Thailand
Essay by review • March 17, 2011 • Essay • 575 Words (3 Pages) • 1,029 Views
The region known today as Thailand has been inhabited by humans since the paleolithic period (about 500,000 - 10,000 years ago). Prior to the fall of the Khmer Empire in the 13th century, various states thrived there, such as the various Tai, Mon, Khmer and Malay kingdoms, as seen through the numerous archaeological sites and artifacts that are scattered throughout the Siamese landscape. Prior to the 12th century however, the first Thai or Siamese state is traditionally considered to be the Buddhist kingdom of Sukhothai, which was founded in 1238.
Following the decline and fall of the Khmer empire in the 13th - 14th century, various Buddhist Tai Kingdoms of Sukhothai, Lanna and Lan chang were on the ascendancy. However, a century later, Sukhothai's power was overshadowed by the new kingdom of kingdom of Ayutthaya, established in the mid-14th century.
After Ayutthaya fell in 1767 to the Burmese, Thonburi was the capital of Thailand for a brief period under King Taksin the Great. The current (Rattanakosin) era of Thai history began in 1782 following the establishment of Bangkok as capital of the Chakri dynasty under King Rama I the Great.
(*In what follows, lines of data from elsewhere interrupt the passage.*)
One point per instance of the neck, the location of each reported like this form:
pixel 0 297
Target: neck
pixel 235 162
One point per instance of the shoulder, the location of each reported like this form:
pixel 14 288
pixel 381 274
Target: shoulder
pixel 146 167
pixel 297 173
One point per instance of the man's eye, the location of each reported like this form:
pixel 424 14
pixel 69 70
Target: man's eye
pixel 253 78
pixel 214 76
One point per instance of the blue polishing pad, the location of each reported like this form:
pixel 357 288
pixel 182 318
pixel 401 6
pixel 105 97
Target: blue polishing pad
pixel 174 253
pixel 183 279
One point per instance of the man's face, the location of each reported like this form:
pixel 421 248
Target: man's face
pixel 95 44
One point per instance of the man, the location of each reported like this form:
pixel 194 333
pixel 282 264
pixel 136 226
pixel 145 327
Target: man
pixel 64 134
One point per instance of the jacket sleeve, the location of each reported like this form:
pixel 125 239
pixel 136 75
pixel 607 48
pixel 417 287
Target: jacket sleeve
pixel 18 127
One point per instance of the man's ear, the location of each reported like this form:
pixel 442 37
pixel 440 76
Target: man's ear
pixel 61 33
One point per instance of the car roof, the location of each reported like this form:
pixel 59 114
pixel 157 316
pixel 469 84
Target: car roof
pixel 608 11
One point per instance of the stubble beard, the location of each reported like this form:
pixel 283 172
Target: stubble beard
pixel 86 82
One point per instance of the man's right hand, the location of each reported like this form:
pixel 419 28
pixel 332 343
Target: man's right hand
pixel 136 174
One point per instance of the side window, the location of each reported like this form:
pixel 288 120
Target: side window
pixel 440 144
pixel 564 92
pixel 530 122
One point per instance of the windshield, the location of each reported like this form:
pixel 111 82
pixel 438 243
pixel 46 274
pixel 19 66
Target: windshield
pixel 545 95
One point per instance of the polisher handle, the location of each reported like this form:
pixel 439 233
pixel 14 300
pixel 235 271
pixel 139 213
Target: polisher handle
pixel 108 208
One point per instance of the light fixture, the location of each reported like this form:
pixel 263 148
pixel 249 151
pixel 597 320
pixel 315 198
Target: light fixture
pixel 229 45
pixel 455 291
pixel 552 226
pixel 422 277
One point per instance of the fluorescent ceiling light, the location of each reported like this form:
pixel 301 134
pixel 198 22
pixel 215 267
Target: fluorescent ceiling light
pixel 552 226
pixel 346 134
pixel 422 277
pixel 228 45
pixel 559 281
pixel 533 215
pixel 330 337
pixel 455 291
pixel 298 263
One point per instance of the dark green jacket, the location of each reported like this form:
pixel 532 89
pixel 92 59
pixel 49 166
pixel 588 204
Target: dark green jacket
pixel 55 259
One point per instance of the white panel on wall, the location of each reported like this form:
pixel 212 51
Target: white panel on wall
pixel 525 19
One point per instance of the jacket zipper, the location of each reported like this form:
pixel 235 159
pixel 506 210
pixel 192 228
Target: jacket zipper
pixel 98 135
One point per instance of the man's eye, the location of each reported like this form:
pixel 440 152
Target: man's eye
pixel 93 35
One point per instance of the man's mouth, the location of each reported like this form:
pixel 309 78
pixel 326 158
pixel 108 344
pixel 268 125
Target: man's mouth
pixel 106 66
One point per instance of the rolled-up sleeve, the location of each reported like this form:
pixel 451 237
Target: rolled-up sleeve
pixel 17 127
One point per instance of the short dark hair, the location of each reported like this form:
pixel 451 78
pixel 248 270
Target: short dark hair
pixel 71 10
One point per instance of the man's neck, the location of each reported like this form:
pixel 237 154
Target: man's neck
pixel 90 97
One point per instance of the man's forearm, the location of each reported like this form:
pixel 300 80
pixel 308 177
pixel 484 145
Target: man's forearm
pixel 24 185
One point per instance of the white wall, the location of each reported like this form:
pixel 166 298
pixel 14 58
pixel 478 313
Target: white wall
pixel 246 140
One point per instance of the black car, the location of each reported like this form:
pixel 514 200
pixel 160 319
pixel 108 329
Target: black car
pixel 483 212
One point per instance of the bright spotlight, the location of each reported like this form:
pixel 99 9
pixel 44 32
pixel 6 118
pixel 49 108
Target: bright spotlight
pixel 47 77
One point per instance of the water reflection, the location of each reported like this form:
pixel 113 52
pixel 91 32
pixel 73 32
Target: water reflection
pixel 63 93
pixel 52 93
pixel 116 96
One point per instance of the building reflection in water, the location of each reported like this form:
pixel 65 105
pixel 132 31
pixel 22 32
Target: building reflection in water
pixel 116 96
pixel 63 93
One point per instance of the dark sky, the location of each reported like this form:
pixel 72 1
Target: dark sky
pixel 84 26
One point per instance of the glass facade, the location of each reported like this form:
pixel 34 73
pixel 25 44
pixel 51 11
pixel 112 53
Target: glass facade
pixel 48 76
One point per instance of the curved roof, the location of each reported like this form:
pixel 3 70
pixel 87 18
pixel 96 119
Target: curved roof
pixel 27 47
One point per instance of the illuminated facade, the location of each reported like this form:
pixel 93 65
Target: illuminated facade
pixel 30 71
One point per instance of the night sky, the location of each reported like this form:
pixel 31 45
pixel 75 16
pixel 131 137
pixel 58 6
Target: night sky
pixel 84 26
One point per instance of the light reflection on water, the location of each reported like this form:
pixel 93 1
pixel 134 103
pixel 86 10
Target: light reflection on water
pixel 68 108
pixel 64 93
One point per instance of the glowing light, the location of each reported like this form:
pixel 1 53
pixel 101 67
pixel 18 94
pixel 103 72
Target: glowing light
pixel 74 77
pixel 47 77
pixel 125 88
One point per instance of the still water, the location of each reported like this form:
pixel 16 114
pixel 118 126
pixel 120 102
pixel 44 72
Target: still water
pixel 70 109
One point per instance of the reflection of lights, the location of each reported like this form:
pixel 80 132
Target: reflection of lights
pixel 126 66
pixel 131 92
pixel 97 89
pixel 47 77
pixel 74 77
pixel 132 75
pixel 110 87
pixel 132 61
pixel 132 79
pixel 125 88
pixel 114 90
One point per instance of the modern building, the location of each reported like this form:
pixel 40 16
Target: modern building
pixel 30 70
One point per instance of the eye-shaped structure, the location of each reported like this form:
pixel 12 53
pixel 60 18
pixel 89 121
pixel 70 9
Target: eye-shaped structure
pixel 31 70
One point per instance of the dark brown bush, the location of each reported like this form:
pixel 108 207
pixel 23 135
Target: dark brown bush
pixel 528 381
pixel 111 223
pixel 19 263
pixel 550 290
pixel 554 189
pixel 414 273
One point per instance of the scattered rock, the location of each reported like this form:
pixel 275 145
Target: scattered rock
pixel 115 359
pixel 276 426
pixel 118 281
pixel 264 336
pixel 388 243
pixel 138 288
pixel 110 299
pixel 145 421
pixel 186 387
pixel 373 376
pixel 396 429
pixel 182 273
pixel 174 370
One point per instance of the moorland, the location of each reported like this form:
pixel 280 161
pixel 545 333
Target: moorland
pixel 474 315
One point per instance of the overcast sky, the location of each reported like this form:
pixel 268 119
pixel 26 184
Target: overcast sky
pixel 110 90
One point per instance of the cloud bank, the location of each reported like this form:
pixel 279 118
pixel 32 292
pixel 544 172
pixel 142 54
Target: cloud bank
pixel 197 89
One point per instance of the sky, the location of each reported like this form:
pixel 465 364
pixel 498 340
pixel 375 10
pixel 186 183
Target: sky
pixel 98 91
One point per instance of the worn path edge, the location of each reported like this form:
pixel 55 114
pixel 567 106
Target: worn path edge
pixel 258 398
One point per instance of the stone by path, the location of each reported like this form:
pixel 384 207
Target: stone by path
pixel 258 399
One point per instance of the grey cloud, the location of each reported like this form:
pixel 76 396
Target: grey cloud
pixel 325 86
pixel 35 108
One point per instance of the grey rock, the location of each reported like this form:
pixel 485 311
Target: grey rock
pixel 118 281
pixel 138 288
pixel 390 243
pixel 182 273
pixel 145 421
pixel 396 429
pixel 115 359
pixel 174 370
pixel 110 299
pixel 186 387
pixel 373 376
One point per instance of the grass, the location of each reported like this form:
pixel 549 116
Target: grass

Siam retains an immemorial tradition of trade with its neighboring states and the cultures of the Indian ocean and the South China sea. European trade and influence arrived to Thailand in the 16th century, beginning with the Portuguese. Despite European pressure, Thailand is the only Southeast Asian nation never to have been colonised. Two main reasons for this were that Thailand had a long succession of very able rulers in the 1800s and that it was able to exploit the rivalry and tension between the French and the British. As a result, the country remained as a buffer state between parts of Southeast Asia that were colonized by the two colonial powers. Despite this, Western influence led to many reforms in the 19th century and major concessions, most notably being the loss of large territory on the east side of the Mekong to the French and the step by step absorption by Britain of the Shan (Thai Yai) States (now in Myanmar) and the Malay Peninsula. The loss initially included Penang and Tumasik and eventually culminated in the loss of three predominantly ethnic-Malay southern provinces, which later became Malaysia's three northern states, under the Anglo-Siamese Treaty of 1909.
In 1932, a bloodless revolution resulted in a new constitutional monarchy.